The US itself demonstrated in the Nth Country Experiment that the technical barrier to designing a nuclear device is quite low. This study is detailed in the classified report UCRL-50248, "Summary Report of the NTH Country Experiment," W. J. Frank, ed., March 1967, but a declassified version of it is on-line at the National Security Archive. The experiment was conducted to see how much effort was actually required to develop a viable fission weapon design starting from nothing. Three newly graduated physics students were given the task of developing a detailed weapon design using only public domain information. The project reached a successful conclusion, that is, they did develop a viable design after expending only three man-years of effort over two and a half calendar years. In the years since, much more information has entered the public domain so that the level of effort required has obviously dropped further.

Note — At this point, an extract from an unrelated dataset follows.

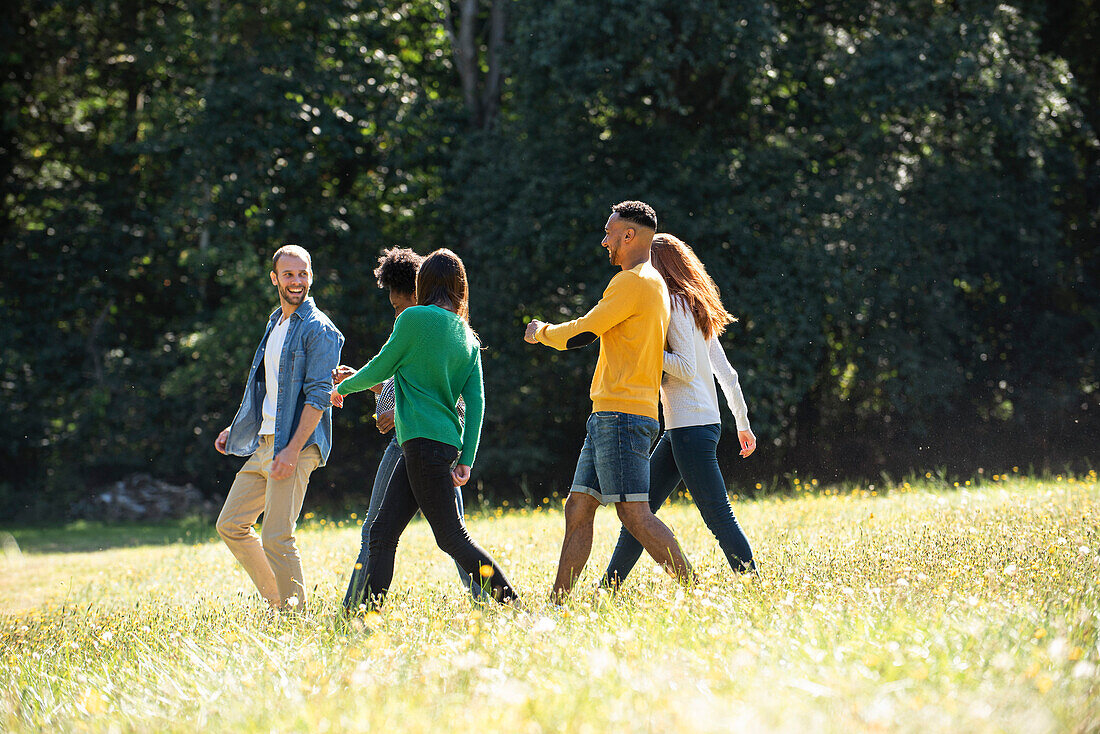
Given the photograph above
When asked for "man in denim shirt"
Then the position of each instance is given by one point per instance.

There is no doubt that if a group like al Qaeda were to obtain sufficient fissile material - no more than 12 kg of plutonium, or 50 kg of highly enriched uranium, and quite possibly less, a highly destructive bomb could be constructed. It is very doubtful that a simple nuclear device developed by a small group could qualify as a "suitcase bomb", but most any ordinary vehicle would suffice for transportation.